Is it ok to use plastic funnel?



shyknee said:


> The bottle it comes in is fine to store it in .
> Why did you purchase fuming nitric before you where equipted to handle it



I only bought from a pawnshop. It was only for there own use and they don't really sell it that's why it don't comes with a bottle.

I almost forgot that I have a broken aluminum evaporator. I'll try making funnel out of it.


----------



## jimdoc (Feb 18, 2011)

Don't use aluminum. The plastic funnel would be better.

Jim


----------



## godofwar (Feb 19, 2011)

aluminum if i am not mistaken that could be a very active reaction as stated above use the plastic......

i know in a experiment ... to see a reaction with aluminum (penny size but thick button) in 50 ml AR mix it was a violent reaction ......... hard to see from the 15-20ft distance due to vapors....

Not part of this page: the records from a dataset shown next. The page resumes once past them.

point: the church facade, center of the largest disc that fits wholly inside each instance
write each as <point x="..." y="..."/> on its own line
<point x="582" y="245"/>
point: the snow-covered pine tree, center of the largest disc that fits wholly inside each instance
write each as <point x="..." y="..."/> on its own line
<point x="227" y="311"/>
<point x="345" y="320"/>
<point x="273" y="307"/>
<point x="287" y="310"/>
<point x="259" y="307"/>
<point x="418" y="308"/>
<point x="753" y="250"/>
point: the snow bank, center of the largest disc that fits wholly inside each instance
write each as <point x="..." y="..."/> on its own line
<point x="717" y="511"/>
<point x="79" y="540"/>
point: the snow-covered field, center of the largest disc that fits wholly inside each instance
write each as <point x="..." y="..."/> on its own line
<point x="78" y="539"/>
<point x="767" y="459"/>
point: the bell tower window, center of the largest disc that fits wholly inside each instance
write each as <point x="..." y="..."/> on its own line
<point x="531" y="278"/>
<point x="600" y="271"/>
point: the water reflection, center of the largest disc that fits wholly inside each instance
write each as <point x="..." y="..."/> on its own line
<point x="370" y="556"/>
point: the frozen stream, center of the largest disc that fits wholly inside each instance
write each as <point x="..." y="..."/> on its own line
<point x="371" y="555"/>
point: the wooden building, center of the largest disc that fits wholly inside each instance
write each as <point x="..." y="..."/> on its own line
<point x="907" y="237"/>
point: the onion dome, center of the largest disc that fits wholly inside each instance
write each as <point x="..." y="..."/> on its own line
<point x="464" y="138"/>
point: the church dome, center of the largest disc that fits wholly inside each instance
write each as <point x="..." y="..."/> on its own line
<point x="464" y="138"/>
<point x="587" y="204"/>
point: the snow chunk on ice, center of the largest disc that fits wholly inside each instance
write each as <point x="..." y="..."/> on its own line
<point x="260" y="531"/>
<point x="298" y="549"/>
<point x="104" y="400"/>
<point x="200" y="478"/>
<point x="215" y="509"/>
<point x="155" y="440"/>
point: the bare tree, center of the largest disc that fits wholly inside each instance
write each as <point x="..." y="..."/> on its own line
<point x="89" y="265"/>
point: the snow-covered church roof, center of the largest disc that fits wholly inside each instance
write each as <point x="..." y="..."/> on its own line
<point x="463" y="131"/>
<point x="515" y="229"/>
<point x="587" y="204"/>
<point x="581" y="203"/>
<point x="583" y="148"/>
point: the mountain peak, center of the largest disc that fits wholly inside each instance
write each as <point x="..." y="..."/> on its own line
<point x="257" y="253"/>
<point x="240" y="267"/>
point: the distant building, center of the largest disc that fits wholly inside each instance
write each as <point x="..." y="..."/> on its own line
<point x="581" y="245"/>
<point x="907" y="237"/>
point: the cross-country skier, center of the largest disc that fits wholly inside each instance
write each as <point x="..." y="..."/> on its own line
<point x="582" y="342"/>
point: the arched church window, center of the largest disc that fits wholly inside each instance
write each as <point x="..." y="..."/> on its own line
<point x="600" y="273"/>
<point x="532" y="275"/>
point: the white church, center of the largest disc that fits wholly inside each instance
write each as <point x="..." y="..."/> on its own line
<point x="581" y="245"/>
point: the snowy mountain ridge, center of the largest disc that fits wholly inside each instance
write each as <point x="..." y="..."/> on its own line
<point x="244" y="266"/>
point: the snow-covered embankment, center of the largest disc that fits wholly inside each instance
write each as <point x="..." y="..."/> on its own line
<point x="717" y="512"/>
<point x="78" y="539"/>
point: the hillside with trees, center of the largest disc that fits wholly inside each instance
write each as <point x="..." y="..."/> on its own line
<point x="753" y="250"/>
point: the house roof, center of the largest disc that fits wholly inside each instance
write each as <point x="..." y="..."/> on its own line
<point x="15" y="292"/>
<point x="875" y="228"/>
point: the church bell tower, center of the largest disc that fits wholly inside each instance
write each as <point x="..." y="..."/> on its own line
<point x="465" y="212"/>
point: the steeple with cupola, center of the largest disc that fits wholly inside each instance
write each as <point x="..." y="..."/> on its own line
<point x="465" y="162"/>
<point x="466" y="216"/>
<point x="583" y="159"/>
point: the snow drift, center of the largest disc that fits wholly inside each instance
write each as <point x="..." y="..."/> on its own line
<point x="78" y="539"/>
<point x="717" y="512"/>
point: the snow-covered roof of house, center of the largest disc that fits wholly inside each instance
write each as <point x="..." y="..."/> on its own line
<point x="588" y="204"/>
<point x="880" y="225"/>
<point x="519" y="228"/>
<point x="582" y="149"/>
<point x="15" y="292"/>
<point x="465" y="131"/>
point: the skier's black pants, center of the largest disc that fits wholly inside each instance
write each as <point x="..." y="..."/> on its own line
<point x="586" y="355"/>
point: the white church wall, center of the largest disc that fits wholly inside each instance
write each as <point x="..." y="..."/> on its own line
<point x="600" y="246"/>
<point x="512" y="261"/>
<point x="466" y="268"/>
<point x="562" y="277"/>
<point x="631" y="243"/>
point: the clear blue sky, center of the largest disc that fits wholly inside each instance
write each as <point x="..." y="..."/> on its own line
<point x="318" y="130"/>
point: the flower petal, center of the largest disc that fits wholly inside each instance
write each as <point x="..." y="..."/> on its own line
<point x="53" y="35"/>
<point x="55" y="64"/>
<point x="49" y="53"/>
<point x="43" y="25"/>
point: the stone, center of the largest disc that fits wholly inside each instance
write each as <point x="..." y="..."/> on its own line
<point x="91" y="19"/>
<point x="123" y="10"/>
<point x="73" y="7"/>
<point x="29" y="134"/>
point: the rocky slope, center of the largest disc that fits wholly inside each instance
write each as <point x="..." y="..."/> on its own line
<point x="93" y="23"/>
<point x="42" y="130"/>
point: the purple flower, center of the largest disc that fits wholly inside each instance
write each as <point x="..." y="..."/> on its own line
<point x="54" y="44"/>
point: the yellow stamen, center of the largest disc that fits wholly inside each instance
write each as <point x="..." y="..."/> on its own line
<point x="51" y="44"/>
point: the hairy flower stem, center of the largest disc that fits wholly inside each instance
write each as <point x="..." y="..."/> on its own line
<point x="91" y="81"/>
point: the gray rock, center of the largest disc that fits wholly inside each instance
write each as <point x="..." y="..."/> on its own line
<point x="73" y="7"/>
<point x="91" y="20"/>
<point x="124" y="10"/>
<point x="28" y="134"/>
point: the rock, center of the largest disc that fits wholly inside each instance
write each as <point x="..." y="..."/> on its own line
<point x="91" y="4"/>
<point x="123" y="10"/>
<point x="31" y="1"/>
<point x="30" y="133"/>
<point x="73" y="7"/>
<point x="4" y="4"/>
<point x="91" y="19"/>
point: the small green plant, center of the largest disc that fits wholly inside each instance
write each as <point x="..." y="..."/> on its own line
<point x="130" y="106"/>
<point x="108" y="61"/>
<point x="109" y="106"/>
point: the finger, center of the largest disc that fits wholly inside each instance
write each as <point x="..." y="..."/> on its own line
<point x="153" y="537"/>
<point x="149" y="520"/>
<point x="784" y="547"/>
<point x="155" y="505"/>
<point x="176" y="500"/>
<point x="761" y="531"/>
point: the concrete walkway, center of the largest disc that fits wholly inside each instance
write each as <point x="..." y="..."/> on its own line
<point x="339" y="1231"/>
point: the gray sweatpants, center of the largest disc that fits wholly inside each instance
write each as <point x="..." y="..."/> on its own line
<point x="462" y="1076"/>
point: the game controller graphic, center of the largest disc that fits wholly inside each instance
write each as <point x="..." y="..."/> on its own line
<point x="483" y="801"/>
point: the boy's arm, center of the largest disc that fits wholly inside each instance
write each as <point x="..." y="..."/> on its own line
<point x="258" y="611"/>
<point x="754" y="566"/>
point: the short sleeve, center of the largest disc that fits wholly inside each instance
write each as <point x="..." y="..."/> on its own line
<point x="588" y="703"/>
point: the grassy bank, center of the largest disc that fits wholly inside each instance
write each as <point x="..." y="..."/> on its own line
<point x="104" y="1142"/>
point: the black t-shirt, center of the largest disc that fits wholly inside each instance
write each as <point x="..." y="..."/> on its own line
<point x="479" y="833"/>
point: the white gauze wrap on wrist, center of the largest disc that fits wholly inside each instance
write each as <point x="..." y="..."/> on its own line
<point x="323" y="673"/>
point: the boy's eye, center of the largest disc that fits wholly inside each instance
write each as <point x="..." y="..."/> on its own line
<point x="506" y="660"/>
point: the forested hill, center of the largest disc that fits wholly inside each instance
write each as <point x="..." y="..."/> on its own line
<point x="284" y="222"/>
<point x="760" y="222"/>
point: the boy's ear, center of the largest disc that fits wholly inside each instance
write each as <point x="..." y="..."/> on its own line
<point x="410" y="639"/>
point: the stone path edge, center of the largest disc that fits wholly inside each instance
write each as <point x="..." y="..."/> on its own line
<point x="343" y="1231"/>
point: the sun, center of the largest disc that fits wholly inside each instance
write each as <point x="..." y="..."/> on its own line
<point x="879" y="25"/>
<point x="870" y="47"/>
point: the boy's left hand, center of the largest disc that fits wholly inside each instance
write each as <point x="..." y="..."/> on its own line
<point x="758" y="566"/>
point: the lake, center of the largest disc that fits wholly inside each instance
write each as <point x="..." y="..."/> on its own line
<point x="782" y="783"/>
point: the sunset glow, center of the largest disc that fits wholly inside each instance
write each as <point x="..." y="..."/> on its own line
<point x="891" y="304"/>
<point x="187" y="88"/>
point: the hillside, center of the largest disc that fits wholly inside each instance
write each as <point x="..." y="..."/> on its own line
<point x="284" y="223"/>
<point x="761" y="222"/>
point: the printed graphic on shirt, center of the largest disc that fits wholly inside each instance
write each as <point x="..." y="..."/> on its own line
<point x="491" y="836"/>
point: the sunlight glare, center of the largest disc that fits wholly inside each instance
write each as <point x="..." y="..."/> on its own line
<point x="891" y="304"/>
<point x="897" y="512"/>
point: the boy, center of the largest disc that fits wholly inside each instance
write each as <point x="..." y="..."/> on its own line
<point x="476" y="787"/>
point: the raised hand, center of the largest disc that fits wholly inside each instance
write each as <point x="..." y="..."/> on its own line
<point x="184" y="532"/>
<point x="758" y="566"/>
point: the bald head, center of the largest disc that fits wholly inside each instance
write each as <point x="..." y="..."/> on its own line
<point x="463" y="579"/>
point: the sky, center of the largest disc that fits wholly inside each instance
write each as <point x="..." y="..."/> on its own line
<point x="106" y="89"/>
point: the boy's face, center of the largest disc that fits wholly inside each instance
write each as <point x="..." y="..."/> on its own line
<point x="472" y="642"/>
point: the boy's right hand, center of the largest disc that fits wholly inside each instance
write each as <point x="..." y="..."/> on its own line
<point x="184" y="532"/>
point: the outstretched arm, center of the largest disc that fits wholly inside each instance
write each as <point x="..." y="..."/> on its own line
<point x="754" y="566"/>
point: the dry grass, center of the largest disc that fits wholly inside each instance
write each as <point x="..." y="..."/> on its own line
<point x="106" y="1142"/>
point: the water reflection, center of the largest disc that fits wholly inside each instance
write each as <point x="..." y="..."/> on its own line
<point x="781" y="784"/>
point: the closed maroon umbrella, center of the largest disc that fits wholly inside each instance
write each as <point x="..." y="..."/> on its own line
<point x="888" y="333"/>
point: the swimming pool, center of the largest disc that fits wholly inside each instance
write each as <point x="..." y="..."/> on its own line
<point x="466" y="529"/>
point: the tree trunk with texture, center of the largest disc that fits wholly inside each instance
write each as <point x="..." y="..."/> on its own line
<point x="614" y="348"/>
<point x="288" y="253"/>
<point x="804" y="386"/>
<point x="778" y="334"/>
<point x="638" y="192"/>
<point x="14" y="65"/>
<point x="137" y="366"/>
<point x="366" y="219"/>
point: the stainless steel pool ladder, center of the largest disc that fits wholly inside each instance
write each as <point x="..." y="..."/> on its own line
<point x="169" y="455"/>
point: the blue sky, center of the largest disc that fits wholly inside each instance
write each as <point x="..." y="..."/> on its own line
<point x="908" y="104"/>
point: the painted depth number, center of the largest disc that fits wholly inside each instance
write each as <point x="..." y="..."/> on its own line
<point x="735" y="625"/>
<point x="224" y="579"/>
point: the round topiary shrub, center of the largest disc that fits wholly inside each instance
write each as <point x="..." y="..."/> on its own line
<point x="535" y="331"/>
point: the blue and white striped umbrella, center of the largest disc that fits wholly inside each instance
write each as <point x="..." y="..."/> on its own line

yes i took the proper precautions......


----------



## butcher (Feb 19, 2011)

http://www2.uni-siegen.de/~pci/versuche/english/v44-24-2.html

concentrated nitric can and should be be diluted, I would test the plastic funnel with few drops of acid, before using it. some plastics can be seriously degraded by acids, be careful of spilling concentrated acid on organics, cloth or cotton can be dangerous.


----------



## joem (Feb 19, 2011)

Is it not obvious, if it's in a glass bottle then use a glass funnel.


----------



## Harold_V (Feb 21, 2011)

godofwar said:


> aluminum if i am not mistaken that could be a very active reaction


Aluminum is not dissolved by nitric. AR is a whole different matter. 
Using aluminum for handling nitric can be troublesome in that most aluminum alloys have either zinc, magnesium or copper in their makeup. You can expect minor dissolution as a result. It doesn't usually reduce the physical size of the part, but more or less etches the surface, albeit ever so slightly. 

Harold


----------



## godofwar (Feb 21, 2011)

Harold_V said:


> godofwar said:
> 
> 
> > aluminum if i am not mistaken that could be a very active reaction
> ...


 
great to know.... i was mistaken.. thanks for the info


----------